Jonathan Terhorst, UC Berkeley
Demographic inference refers to the problem of inferring past population events (migrations, admixture, expansions, etc.) from patterns of mutations found in sampled DNA. Apart from intrinsic appeal of understanding, for example, our origins and the peopling of our planet, this type of analysis is useful for forming a null model of human evolution, departures from which signal the presence of natural selection, population structure, and other interesting phenomena.

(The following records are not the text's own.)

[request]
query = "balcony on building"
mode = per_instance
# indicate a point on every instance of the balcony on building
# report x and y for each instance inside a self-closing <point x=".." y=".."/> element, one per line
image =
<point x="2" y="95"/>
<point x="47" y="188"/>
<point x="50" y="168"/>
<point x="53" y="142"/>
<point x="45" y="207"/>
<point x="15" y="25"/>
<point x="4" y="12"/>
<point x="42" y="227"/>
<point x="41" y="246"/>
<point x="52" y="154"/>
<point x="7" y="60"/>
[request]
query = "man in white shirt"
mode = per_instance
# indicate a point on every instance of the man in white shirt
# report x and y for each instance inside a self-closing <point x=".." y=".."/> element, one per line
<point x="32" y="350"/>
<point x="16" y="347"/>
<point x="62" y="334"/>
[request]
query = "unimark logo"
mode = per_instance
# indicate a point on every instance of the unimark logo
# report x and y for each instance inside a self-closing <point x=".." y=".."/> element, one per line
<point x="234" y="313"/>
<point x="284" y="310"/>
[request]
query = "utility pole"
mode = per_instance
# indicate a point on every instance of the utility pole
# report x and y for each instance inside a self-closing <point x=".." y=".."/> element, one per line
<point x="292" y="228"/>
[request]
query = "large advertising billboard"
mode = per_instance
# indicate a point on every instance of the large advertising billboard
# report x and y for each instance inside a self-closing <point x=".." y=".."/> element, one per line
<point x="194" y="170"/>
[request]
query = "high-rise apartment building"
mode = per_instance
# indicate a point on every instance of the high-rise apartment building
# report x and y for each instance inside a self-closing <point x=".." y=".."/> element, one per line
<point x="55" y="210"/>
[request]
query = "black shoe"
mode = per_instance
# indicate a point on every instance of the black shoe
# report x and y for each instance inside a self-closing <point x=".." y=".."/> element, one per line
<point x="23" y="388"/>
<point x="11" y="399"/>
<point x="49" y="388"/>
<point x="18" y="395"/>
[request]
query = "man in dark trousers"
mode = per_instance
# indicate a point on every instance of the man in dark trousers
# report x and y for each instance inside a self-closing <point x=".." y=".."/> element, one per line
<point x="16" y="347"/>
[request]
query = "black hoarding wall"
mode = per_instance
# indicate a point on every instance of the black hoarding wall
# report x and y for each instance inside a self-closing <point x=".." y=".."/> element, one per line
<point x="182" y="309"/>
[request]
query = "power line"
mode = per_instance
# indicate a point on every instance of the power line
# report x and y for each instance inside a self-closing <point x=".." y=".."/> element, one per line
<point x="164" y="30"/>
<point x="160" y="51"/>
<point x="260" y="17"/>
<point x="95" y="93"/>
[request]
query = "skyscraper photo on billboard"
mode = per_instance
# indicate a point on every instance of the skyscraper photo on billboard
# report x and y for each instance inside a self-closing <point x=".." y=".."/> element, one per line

In this talk I will discuss recent statistical and computational innovations which enable us to infer demographies using modern data sets consisting of hundreds of whole-genome sequences obtained from populations all over the world. These include momi, a new software package for stable and rapid computation of the expected sample frequency spectrum (SFS) under complex demographic scenarios involving numerous diverged populations, as well as SMC++, a new probabilistic framework which couples the genealogical process for a given individual with allele frequency information for a large panel of related samples. I will demonstrate how we are using these tools to learn about human expansion in the last 12,000 years, understand themysterious origins of ancient DNA samples, and estimate when Europeans acquired lighter skin and the ability to digest lactose. Finally, I will discuss some statistical aspects of these estimators, in particular an information-theoretic lower bound on the error attainable by any SFS-based demographic inference procedure.
All relevant theory will be introduced during the talk; no prior knowledge of population genetics is assumed. Portions of this work are joint with Jack Kamm, Pier Palamara, and Yun Song.